4. Artificial Intelligence
As said by Dr. Zangardi, “We are looking at AI and how we can use it across the organization. However, we can’t fully take humans out of the loop.” Dr. Zangardi is correct that humans will always be essential. We have experienced first hand the need for human researchers. On average, >50% of valid vulnerabilities surfaced by our Red Team are missed by a traditional vulnerability scanner. Great talent is also vital and there are some great hiring practices such as those deployed by Mr. Csulak at DOE that are targeting veterans and others who might be underserved by the current hiring process. With a cyber talent gap of 3.5M unfilled positions expected in the next couple of years, however, we cannot scale humans to the magnitude of the threat. Augmenting humans with AI will be critical to getting to a proactive position in security. According to survey results, 39% of executives think China will take over as the AI leader. In order to scale our cybersecurity defenses, the U.S. needs to invest more in competitive, US-based companies with talent and AI technology that can be deployed at scale. This leads into my next point about the importance of investing in security programs that can successfully be deployed across organizations.

5. Strategic Scale, rather than Irrational Exuberance
Dr. John Zangardi, CIO of the Department of Homeland Security, also honed in on the importance of scale. He warned CIO/CISO leaders to be cognizant of moving technology pilots to deployment at scale before agreeing to work with new technology. In security, this is especially important as large enterprises receive as much as > 10,000 security alerts monthly with 52% as false positives. While some small programs may work well, the focus should be “deploying at scale” not “irrational exuberance,” a term used by Federal Reserve chairman, Alan Greenspan, to describe the dot-com bubble of the 1990s. Too many vendors and alerts can be distracting from the original intent of securing our nation.

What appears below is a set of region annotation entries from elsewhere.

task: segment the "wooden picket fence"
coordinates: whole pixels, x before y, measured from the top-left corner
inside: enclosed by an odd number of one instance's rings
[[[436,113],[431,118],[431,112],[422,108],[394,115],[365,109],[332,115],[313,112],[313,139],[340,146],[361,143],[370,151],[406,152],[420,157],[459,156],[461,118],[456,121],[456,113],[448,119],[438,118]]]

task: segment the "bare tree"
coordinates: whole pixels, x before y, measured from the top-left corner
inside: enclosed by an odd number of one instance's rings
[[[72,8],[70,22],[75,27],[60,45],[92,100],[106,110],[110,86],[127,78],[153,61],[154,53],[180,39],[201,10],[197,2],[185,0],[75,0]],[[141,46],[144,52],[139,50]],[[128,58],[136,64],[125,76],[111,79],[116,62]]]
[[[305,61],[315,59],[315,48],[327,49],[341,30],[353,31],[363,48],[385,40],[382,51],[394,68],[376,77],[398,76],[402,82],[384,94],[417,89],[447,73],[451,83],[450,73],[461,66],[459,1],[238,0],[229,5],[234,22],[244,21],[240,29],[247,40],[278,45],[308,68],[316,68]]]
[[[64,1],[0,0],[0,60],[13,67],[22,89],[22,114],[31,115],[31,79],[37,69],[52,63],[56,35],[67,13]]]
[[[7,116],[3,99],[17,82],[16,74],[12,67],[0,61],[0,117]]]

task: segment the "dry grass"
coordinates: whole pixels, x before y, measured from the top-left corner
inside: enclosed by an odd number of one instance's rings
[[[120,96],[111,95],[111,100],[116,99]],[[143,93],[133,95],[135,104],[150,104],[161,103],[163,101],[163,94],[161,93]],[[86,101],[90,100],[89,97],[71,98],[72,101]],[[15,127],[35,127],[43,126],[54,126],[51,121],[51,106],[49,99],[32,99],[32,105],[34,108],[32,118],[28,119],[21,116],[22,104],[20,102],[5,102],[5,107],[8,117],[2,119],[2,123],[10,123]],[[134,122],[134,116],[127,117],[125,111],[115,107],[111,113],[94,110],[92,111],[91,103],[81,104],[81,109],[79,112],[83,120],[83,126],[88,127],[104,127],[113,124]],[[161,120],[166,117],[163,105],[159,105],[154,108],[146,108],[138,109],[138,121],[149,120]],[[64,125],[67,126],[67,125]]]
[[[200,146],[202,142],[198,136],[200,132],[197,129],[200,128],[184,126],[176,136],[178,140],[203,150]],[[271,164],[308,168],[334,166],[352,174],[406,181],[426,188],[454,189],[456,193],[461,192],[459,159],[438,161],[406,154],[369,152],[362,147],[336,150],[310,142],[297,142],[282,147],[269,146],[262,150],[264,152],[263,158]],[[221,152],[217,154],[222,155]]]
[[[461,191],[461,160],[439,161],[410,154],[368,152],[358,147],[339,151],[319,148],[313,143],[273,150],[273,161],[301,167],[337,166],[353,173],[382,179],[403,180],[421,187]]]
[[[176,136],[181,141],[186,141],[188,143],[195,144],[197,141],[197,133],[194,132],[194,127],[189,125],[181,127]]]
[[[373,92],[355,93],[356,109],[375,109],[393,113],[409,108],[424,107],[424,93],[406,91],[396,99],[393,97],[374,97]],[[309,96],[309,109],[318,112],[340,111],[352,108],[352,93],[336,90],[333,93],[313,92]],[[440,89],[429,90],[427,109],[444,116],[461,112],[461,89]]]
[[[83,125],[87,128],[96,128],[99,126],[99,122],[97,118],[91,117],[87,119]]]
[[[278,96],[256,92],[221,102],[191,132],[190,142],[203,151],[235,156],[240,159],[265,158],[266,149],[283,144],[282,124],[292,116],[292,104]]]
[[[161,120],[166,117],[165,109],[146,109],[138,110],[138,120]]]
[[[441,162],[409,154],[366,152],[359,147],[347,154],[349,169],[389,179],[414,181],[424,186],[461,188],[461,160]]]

This sound advice comes from some of the best and brightest minds in the United States Government as well as defense companies protecting federal assets. The only thing I would add is that there needs to be a mentality shift within the government when it comes to failure in cybersecurity. If we don’t know where we are weak, we can’t take steps to improve. At the end of my panel I asked all the CIOs/CISOs to name one project that had failed to help reinforce that even some of our greatest cybersecurity leaders have moments when their organization’s security is not where it should be. Unfortunately, we were short on time and they didn’t have a chance to answer my question, but I’d encourage all agencies to spend time discussing what failed in order to encourage a culture that embraces innovation, improves security, and keeps Americans safe.